Saturday, July 29, 2006

Wrong Twice In One Paragraph

Here is an example of someone crediting Smith with something he did not invent, nor claim that he did, and at the same time crediting somebody else with something Smith did write 90 years before. This comes from dim memories of Economics 101 or an edition of 'Bluff Your Way Through Classical Economics'. Either way it is poor journalism.

"Water of life" in The Telegraph (London) 29 July

'It was Adam Smith who spotted the paradox. "Nothing is more useful than water; but it will purchase scarce anything." Neo-classical economists developed his argument, noting that a man wandering the desert with a sack of diamonds would gladly exchange them all for a jug of water. Now, in a sweltering Tube carriage, their theory has come to life. "Mugged for a 40p bottle of water", said the headlines. To which our first reaction is, of course, shocked disbelief. Only 40p for a bottle of water?'

Of the many contributions that Adam Smith made to political economy, moral philosophy and jurisprudence, the ‘paradox of value’, he illustrated with water and diamonds, was not original to him and he was not the first to spot this paradox by millennia: cf: Plato (Euthydemus 304B).

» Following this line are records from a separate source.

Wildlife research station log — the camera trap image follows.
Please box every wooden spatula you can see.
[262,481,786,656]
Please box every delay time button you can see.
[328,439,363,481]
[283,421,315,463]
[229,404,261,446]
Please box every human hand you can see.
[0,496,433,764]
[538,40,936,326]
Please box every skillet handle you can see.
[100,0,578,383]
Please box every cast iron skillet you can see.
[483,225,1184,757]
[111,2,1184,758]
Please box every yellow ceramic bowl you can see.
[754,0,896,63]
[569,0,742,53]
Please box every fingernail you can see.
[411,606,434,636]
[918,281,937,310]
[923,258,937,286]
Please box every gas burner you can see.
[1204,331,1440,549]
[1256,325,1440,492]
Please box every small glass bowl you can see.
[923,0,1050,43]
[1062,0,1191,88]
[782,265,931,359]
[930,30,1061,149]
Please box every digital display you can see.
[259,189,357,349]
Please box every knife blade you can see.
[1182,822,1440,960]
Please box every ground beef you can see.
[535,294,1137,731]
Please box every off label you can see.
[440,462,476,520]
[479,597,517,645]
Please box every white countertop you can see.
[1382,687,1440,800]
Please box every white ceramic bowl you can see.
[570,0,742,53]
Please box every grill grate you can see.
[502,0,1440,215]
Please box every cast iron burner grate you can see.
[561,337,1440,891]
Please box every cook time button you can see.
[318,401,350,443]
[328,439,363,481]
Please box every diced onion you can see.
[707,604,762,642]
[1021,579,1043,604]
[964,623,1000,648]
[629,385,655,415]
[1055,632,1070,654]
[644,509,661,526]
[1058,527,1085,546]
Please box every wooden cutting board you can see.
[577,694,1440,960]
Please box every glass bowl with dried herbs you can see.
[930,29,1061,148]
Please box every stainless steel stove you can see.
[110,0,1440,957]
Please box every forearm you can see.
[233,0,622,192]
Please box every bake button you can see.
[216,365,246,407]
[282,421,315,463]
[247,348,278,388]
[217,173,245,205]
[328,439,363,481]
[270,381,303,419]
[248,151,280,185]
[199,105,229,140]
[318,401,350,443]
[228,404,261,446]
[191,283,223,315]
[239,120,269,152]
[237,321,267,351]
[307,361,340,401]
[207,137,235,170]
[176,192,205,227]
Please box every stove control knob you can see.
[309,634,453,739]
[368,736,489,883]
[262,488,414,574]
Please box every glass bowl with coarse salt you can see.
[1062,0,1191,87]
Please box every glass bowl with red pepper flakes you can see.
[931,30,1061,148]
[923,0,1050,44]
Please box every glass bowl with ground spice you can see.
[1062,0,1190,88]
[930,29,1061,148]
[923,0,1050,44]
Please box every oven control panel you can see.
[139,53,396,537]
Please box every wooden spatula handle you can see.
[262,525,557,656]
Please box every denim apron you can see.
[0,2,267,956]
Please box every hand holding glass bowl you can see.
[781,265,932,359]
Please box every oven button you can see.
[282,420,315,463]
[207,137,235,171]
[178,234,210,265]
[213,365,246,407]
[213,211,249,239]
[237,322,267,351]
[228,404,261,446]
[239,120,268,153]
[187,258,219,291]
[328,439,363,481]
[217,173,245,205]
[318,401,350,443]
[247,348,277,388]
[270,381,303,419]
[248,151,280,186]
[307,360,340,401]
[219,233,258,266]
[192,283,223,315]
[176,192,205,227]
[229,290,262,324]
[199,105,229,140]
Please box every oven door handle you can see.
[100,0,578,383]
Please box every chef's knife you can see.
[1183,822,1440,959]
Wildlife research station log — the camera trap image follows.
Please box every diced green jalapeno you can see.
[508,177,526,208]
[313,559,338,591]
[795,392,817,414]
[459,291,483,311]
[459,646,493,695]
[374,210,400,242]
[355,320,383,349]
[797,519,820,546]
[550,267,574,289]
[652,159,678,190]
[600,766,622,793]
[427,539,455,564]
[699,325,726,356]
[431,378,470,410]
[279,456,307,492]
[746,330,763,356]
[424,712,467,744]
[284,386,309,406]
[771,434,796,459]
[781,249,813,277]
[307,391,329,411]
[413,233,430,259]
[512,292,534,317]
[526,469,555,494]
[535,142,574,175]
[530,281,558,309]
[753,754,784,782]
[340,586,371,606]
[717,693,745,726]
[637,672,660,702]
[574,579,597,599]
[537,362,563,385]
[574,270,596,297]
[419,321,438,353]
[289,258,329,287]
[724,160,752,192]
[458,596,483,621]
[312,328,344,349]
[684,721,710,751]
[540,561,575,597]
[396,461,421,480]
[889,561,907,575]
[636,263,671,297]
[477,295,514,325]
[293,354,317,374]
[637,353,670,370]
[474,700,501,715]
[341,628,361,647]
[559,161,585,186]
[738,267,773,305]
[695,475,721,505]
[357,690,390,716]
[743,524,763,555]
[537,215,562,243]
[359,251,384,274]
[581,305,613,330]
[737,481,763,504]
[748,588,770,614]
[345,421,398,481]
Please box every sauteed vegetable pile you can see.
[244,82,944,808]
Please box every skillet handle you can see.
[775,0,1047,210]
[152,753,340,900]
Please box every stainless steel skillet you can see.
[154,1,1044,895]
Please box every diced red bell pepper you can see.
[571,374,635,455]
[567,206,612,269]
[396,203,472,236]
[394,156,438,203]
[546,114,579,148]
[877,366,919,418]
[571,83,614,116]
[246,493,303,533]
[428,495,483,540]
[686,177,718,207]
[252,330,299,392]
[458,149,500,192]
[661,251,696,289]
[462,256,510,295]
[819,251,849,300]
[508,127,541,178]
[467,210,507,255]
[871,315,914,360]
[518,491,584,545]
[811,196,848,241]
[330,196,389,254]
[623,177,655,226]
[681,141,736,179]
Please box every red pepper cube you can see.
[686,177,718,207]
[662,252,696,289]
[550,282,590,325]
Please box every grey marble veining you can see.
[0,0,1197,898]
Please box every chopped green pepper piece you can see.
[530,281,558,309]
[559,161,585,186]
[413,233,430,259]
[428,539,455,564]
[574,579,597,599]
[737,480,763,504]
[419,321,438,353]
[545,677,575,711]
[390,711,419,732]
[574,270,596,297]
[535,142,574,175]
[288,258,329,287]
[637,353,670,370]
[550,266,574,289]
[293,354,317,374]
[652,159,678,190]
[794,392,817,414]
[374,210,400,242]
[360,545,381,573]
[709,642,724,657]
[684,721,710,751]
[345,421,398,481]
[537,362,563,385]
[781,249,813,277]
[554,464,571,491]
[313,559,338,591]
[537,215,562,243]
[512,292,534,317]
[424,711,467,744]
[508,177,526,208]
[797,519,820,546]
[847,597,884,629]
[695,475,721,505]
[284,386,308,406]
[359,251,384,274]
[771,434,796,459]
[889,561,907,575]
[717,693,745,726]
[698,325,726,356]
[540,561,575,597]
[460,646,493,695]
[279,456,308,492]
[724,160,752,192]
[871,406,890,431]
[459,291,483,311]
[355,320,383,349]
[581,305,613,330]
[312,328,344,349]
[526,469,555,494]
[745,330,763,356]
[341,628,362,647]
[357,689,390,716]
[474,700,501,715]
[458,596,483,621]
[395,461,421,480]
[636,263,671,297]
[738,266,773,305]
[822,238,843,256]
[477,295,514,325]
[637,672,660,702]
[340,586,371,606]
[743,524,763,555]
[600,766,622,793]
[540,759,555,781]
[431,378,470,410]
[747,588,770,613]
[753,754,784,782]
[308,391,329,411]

As a student in Glasgow College (university) between 1737-40, he attended Francis Hutcheson’s lectures, which included the economics of the water-diamond paradox, and he read of the paradox in Samuel Pufendorf (De Jure Naturae et Gentium, 1672), a standard text in the moral philosophy class. Bernard Mandeville (Fable of the Bees, 1724) also includes the paradox of price and utility as affected by scarcity and plenty. And Ricard Cantillon mentions something similar about a pitcher of water from the Seine in Paris costing nothing, but the labour of collecting costing a sous (Essai Sur La Nature du Commerce in General, 1734). John Law, Money and Trade Considered, 1705, noted the water-diamond paradox.

Neo-classical economists who developed the water-diamond paradox had the benefit of marginal utility theory (1870s), but they were not original in noting how a thirsty man in a desert would pay much more for a glass of water than a professor in Glasgow walking to class through the rain.

This was one of Smith’s illustrations in his lectures in 1752-64, in which he tells the story of a merchant in the ‘deserts of Arabia’ who gave ’10,000 crowns for one cruise of water’ (Smith, Lectures in Jurisprudence, 5 April, 1763: Liberty Fund, 1982: p 358; a version in Lecture ‘B’, edited by Edwin Cannan, was available from 1895, and the Lecture ‘A’ series from 1958).